I am the 2017 National Library of Australia Creative Arts Fellow for Australian Writing, supported by the Eva Kollsman and Ray Mathew’s Trust.
My fellowship project is titled Cosmopolitan Rangoon through the eyes of Gordon Luce or, how the politics of authenticity shape the intimate, and I will be working with private papers from the National Library of Australia’s Luce Collection. Gordon Luce was one of Europe’s foremost scholars on Burma and lived in Rangoon from 1912 until 1964. Here is a link to the Luce Collection at the NLA.
The NLA Fellowship is an important part of my research for my second book, which is about returning to Burma, the country of my birth.
I left Burma, now Myanmar, with my family when I was still an infant, the year after the military coup. Like many who emigrated, we were not allowed return visas until relatively recently. Which meant we were separated from my great grandmother and my grandparents and any sense of what Burma was.
I went back for the first time a few years ago and my current project is about the experience of at last seeing Yangon, the city of my birth. I found myself a witness to the aftermath of decades of military government. I searched for my own past. I am Anglo-Burmese, of mixed Burmese, Indian, Dutch and German descent.

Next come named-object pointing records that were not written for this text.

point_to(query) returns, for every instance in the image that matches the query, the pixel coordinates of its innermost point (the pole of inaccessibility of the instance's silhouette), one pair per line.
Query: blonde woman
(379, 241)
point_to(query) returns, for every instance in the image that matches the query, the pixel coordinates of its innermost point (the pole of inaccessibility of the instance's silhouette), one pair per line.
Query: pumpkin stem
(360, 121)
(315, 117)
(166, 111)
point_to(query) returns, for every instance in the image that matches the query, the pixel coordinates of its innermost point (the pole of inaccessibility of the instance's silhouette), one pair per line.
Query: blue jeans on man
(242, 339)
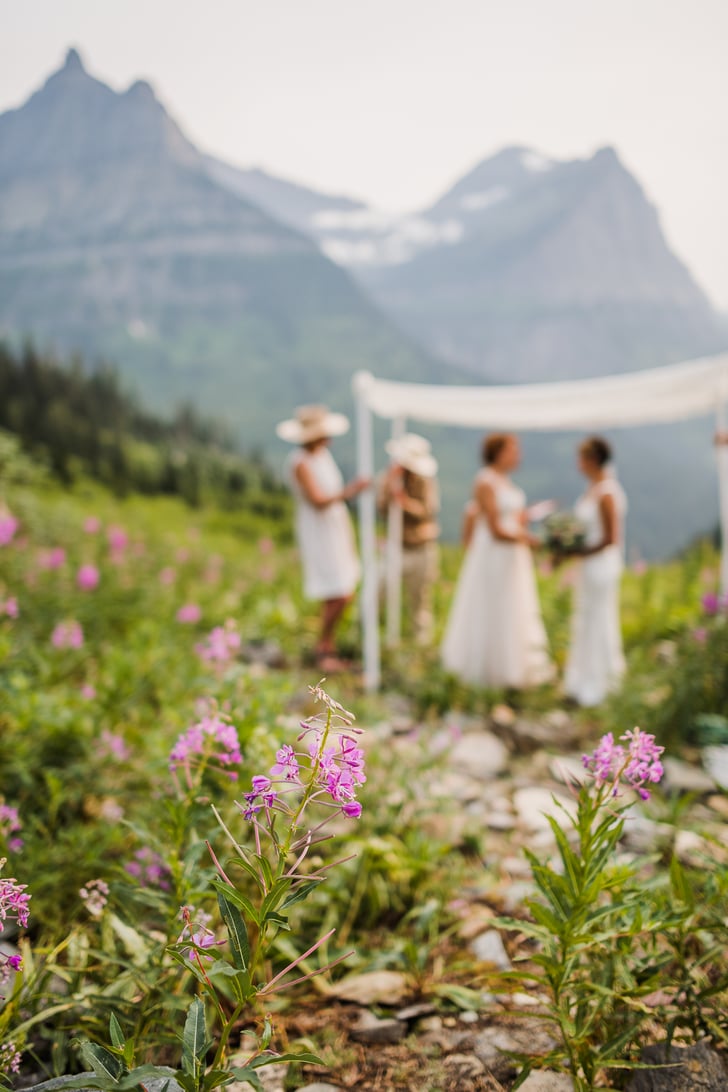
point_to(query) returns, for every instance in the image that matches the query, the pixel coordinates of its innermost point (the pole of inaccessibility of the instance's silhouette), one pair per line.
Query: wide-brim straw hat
(413, 452)
(312, 423)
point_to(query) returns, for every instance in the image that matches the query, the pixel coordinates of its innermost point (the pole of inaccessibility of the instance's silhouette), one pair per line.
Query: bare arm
(609, 518)
(313, 494)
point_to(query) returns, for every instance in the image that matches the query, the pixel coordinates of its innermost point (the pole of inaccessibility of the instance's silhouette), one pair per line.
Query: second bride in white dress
(494, 634)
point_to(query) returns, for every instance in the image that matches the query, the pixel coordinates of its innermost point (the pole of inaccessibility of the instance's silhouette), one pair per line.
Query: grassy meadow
(107, 607)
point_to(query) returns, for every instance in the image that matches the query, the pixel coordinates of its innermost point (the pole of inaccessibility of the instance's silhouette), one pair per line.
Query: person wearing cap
(410, 483)
(323, 526)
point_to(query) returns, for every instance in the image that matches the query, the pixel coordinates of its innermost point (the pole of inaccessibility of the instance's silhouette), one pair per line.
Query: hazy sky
(391, 101)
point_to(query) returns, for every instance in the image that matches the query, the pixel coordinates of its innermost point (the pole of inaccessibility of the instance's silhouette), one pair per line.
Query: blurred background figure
(410, 483)
(494, 634)
(323, 526)
(596, 662)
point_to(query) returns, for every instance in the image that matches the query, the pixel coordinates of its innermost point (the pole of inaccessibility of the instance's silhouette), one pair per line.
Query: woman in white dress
(323, 527)
(596, 662)
(494, 634)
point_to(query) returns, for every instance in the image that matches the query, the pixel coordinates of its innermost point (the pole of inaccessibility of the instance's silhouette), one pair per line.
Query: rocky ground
(503, 776)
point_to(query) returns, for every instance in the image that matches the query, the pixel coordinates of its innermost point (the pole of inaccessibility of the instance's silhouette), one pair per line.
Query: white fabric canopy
(675, 392)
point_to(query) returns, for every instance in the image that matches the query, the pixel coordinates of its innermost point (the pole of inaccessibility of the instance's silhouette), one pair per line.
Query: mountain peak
(73, 61)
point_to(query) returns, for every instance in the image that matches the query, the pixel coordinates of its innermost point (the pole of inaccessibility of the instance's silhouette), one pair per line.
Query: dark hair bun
(597, 449)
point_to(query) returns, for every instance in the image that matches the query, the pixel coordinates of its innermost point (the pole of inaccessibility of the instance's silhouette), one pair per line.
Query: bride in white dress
(596, 661)
(494, 634)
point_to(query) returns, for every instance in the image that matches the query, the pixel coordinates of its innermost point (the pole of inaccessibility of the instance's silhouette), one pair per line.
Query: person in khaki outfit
(410, 483)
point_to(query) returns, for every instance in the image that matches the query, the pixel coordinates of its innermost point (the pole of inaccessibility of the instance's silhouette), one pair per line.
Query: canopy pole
(369, 598)
(394, 523)
(721, 455)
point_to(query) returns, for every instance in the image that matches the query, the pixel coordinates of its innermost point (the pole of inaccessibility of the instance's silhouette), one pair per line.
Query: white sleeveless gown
(596, 662)
(325, 535)
(494, 634)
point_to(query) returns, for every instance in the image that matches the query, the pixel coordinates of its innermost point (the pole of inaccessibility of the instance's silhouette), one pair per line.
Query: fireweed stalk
(323, 771)
(13, 909)
(592, 917)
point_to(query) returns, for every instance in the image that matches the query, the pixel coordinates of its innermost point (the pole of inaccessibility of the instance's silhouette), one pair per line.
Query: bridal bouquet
(563, 533)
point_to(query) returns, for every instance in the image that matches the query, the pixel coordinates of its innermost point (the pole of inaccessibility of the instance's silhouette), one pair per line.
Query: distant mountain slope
(115, 239)
(526, 269)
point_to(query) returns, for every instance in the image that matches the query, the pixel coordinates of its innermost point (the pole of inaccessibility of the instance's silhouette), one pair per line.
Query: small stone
(681, 776)
(502, 716)
(542, 1080)
(569, 769)
(479, 755)
(373, 987)
(693, 1069)
(370, 1029)
(488, 948)
(718, 804)
(467, 1066)
(415, 1012)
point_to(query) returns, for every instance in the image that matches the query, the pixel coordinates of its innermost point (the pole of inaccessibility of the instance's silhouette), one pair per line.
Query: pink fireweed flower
(52, 558)
(197, 930)
(67, 634)
(10, 1058)
(634, 759)
(212, 738)
(13, 907)
(329, 771)
(221, 645)
(87, 578)
(10, 827)
(189, 614)
(8, 527)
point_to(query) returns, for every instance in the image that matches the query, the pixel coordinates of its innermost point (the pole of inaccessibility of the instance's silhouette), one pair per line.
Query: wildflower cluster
(330, 769)
(67, 634)
(197, 930)
(213, 738)
(13, 907)
(10, 825)
(221, 645)
(95, 895)
(634, 759)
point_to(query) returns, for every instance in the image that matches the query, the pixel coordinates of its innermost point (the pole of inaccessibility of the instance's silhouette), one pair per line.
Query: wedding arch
(675, 392)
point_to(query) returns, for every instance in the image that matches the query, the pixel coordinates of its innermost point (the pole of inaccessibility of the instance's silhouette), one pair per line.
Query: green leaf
(239, 900)
(103, 1061)
(237, 932)
(194, 1037)
(116, 1033)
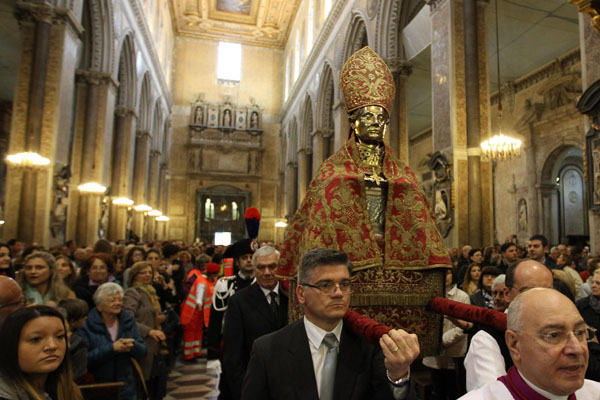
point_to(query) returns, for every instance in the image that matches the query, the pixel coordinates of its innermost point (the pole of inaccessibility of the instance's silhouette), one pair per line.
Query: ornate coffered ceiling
(255, 22)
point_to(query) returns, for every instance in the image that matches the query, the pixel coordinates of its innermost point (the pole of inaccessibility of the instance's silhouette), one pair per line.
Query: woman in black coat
(113, 339)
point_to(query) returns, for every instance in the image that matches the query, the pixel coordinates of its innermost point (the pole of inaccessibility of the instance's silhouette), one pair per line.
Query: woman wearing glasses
(97, 269)
(113, 339)
(33, 357)
(40, 281)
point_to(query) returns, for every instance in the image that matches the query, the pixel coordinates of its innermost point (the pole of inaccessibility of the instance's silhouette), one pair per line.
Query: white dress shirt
(267, 291)
(317, 349)
(497, 391)
(484, 362)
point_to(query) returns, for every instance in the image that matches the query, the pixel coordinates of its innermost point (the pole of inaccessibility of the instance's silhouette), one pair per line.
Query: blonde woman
(40, 281)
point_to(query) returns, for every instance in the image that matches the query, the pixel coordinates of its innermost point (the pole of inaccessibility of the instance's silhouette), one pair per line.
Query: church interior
(165, 120)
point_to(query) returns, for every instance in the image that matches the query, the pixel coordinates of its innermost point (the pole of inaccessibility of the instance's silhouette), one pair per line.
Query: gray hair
(264, 252)
(105, 290)
(321, 257)
(499, 280)
(514, 322)
(47, 257)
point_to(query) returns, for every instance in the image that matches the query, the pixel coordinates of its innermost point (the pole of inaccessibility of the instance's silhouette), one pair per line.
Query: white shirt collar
(548, 395)
(316, 334)
(267, 291)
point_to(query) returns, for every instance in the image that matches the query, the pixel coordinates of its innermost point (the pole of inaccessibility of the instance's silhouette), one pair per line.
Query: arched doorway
(563, 197)
(221, 208)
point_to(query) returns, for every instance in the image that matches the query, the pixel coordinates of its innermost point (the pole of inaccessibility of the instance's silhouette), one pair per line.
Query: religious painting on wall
(442, 192)
(235, 6)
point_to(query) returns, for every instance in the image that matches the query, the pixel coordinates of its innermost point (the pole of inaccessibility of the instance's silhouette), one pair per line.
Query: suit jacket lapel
(346, 371)
(262, 304)
(300, 366)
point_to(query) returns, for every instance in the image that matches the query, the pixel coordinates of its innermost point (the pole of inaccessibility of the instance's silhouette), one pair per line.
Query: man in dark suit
(318, 357)
(254, 311)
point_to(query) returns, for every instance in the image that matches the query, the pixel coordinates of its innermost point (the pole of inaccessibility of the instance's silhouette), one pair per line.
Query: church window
(229, 64)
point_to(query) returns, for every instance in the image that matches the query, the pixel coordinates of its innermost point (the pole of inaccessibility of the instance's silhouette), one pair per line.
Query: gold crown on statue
(367, 81)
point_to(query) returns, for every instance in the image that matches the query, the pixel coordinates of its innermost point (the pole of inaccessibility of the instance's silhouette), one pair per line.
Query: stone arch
(126, 74)
(562, 194)
(392, 17)
(156, 131)
(324, 119)
(304, 141)
(292, 149)
(357, 36)
(98, 37)
(144, 104)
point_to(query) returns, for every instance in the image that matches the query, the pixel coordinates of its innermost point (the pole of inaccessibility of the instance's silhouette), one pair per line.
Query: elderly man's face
(500, 301)
(264, 271)
(320, 308)
(530, 274)
(558, 368)
(536, 250)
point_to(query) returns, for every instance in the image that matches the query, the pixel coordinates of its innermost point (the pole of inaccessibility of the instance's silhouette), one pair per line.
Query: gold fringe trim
(384, 299)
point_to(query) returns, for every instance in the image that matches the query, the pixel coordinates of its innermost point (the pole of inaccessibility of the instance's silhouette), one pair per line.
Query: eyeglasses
(556, 338)
(22, 302)
(329, 288)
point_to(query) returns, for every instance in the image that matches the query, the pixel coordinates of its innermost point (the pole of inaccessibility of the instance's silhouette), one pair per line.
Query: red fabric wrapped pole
(451, 308)
(365, 327)
(372, 330)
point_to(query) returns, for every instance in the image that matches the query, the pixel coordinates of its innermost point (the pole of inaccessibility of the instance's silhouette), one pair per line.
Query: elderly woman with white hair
(113, 339)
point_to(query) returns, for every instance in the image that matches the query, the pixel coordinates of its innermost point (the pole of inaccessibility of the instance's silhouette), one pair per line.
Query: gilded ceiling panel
(257, 22)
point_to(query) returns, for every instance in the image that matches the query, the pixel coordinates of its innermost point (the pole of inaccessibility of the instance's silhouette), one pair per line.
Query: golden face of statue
(370, 124)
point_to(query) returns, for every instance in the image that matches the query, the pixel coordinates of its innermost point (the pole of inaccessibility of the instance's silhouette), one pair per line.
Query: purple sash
(519, 389)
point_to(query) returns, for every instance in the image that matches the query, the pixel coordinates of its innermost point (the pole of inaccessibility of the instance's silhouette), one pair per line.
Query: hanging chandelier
(500, 146)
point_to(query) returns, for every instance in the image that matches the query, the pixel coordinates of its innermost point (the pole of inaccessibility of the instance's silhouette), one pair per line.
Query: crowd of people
(123, 313)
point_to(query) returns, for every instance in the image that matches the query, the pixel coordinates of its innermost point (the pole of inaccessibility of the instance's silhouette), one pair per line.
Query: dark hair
(74, 308)
(319, 258)
(510, 273)
(506, 246)
(170, 249)
(487, 271)
(561, 286)
(129, 256)
(10, 271)
(71, 279)
(59, 384)
(155, 251)
(105, 258)
(472, 252)
(102, 246)
(541, 238)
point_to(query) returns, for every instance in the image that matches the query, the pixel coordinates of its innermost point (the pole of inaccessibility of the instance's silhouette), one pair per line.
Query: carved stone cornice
(97, 78)
(125, 112)
(29, 12)
(141, 134)
(591, 8)
(433, 4)
(151, 48)
(315, 53)
(399, 66)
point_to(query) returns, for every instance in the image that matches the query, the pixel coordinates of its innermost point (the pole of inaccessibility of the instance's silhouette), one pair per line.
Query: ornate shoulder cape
(334, 215)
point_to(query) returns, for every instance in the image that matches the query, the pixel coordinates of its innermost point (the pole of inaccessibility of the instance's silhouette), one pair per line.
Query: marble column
(140, 169)
(154, 179)
(461, 112)
(318, 153)
(42, 106)
(291, 189)
(398, 135)
(123, 141)
(589, 42)
(91, 156)
(303, 176)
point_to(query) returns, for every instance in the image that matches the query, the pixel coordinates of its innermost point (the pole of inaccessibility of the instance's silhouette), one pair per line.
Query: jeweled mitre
(366, 80)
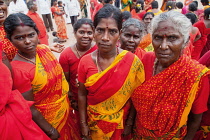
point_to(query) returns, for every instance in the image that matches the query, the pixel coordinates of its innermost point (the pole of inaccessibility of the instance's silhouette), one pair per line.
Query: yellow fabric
(105, 109)
(56, 112)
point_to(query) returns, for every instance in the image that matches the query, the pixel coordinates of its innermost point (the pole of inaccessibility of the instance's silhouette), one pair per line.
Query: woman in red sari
(204, 131)
(204, 28)
(130, 36)
(107, 78)
(15, 115)
(39, 77)
(59, 21)
(70, 58)
(171, 101)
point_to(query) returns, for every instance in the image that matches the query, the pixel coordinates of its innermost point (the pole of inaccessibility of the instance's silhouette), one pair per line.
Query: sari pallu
(50, 90)
(108, 93)
(164, 101)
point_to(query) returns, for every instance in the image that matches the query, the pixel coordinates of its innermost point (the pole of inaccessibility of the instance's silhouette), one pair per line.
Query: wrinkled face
(148, 19)
(3, 11)
(168, 43)
(106, 34)
(84, 35)
(130, 38)
(25, 39)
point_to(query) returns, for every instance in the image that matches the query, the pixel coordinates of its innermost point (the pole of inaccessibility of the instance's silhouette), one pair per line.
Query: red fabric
(141, 15)
(43, 38)
(140, 53)
(104, 87)
(97, 8)
(69, 63)
(157, 93)
(24, 71)
(199, 45)
(15, 115)
(7, 46)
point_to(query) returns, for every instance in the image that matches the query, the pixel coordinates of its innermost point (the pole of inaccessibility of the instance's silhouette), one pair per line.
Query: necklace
(98, 60)
(78, 51)
(26, 58)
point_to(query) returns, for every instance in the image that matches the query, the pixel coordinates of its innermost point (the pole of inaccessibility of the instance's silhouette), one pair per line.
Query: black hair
(59, 2)
(192, 7)
(196, 3)
(207, 13)
(148, 13)
(179, 5)
(81, 21)
(106, 12)
(126, 15)
(54, 33)
(141, 7)
(205, 2)
(107, 1)
(193, 18)
(154, 5)
(170, 5)
(17, 19)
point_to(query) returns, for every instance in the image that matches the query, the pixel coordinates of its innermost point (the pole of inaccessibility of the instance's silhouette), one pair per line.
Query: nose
(164, 44)
(106, 36)
(27, 40)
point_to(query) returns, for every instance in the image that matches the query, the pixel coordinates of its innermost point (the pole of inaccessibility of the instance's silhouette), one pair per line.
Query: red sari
(164, 101)
(204, 131)
(60, 22)
(106, 111)
(199, 44)
(15, 115)
(7, 46)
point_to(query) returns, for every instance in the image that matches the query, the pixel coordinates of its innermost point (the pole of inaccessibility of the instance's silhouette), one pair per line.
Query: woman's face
(84, 35)
(106, 34)
(3, 11)
(148, 19)
(25, 39)
(130, 38)
(168, 43)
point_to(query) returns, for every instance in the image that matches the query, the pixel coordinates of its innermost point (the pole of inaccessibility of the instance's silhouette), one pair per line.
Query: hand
(54, 135)
(56, 47)
(127, 130)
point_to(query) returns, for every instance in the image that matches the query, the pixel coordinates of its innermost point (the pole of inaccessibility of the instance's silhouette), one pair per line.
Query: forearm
(192, 126)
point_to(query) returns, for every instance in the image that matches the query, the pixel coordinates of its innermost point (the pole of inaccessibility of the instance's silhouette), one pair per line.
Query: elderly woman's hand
(56, 47)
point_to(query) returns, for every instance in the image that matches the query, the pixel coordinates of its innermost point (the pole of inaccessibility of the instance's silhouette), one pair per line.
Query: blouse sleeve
(200, 103)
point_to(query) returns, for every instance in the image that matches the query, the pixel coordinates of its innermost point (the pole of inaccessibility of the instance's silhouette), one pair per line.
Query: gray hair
(30, 4)
(136, 23)
(181, 23)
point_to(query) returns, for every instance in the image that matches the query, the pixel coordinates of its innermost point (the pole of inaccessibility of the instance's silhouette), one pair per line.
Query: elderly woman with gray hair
(131, 34)
(171, 101)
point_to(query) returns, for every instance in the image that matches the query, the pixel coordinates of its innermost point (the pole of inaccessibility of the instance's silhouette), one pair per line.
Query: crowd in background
(138, 70)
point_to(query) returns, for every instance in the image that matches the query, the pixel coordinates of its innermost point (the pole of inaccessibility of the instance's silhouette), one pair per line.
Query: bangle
(51, 132)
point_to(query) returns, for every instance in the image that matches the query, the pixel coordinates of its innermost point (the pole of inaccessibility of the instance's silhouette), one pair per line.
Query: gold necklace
(26, 58)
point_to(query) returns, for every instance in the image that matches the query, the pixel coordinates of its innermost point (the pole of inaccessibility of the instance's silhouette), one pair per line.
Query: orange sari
(108, 108)
(7, 46)
(163, 102)
(60, 22)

My family’s story roughly follows the arc of Burmese annexation, from Vandockum, a Dutch sailor stranded in the region who turned to piracy: to his grand-children, who profited directly from the proceeds of colonization: to my grandmother’s encounter with a Japanese Photographer known only as K, which seemed to mark the end of empire and their cosmopolitan world; to my own parents, who were caught out by increasingly violent nationalism after World War Two.
What I shared with the Burmese I met and spoke to was a sense of lost home, a lost nation and lost time. But as I walked the streets of Yangon, searching for evidence of my own history, I realized that no matter how much I wanted to be connected to the city of my birth, I itched to be on the move, at-home in many places. Like Canada, where I grew up. Or Australia, where I live now.
So, where do we belong? In the homes we are born into or the homes we make for ourselves?